Il Ministero della Salute ha annunciato un aggiornamento delle disposizioni riguardo l’alimentazione degli animali da allevamento, aprendo la strada all’utilizzo di insetti vivi nelle diete di pollame, suini e pesci di acquacoltura. La decisione segue l’evoluzione delle normative europee, che lasciano a ogni Stato la possibilità di autoregolamentarsi.
Dalla Direzione Generale della Sanità Animale e dei Farmaci Veterinari è arrivata una nota che dà il via libera all’utilizzo di insetti vivi, motivato dal fatto che sono “una fonte proteica di elevato valore biologico, alternativa alle altre proteine di origine animale nei mangimi” e che il loro utilizzo permette di ridurre gli sprechi – apportano proteine nobili con un basso impatto ambientale e un minor utilizzo di acqua – all’interno di un’economia circolare.
Mentre le normative passate si concentravano sull’uso di Proteine Animali Trasformate (Pat) di insetto per animali d’allevamento, le nuove direttive includono l’uso sia di insetti vivi (uova, larve, crisalidi, etc.) che di insetti trasformati (disidratati, essiccati, congelati), con una particolare attenzione per gli animali produttori di alimenti.
Le decisioni dell’Italia
L’Italia permette l’uso di insetti vivi nell’alimentazione di animali da allevamento, limitandolo “alle specie per cui è già ammesso l’utilizzo delle Pat, ovvero pollame, suini e pesci di acquacoltura, che sono anche le specie di animali per cui vi è maggiore interesse nella ricerca di fonti proteiche alternative”.
Insetti ammessi
Per quanto riguarda le specie di insetti utilizzabili vivi, invece, il Ministero ammette “esclusivamente l’uso delle specie di insetti già autorizzate per la produzione di Pat destinate ad animali di allevamento”, ovvero:
Nello specifico, la nota fornisce indicazioni riferibili agli insetti vivi delle specie eterometabole (Acheta domesticus, Gryllodes sigillatus, Gryllus assimilis), e alle fasi larvali vive delle specie olometabole (Hermetia illucens, Musca domestica, Tenebrio molitor, Alphitobius diaperinus e Bombyx mori).

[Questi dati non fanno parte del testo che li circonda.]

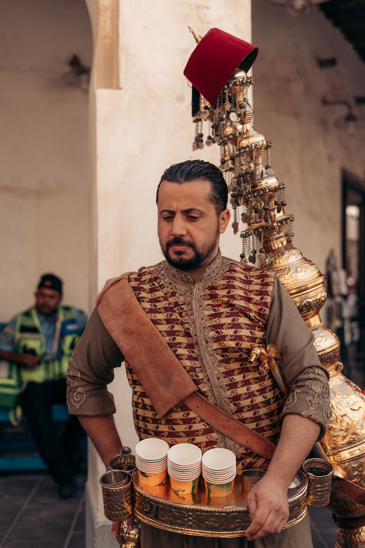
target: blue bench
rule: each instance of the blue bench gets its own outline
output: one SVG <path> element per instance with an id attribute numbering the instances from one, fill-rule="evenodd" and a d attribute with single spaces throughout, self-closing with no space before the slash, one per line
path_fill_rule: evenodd
<path id="1" fill-rule="evenodd" d="M 0 323 L 0 333 L 5 325 Z M 55 404 L 52 406 L 52 413 L 56 423 L 66 422 L 69 416 L 66 404 Z M 0 472 L 45 470 L 31 435 L 27 431 L 24 416 L 19 423 L 19 426 L 13 425 L 9 420 L 9 409 L 0 407 Z M 85 448 L 86 440 L 83 449 Z"/>
<path id="2" fill-rule="evenodd" d="M 69 416 L 67 406 L 61 404 L 53 406 L 52 413 L 56 422 L 64 422 Z M 9 410 L 0 408 L 0 423 L 6 430 L 0 439 L 0 471 L 45 470 L 31 436 L 24 433 L 26 420 L 22 418 L 20 426 L 14 426 L 9 421 Z"/>

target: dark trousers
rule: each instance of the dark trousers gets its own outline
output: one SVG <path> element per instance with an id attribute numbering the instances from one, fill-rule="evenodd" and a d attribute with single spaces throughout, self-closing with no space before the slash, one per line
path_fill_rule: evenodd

La nota ministeriale detta anche disposizioni in materia di:
Controlli ufficiali
I controlli sono condotti in conformità all’art. 14 del D.lgs. 134/2022 e al DM 07.03.2023. Gli operatori che gestiscono gli insetti sono tenuti al rispetto di rigorosi standard, inclusi quelli specificati dall’articolo 10 del Reg. (UE) 429/2016. Qualsiasi sospetto di malattia deve essere notificato all’autorità competente tempestivamente e non oltre le 12 ore dal sospetto; in caso di inadempienza sono previste sanzioni ai sensi dell’art. 23 del D.lgs. 136/2022.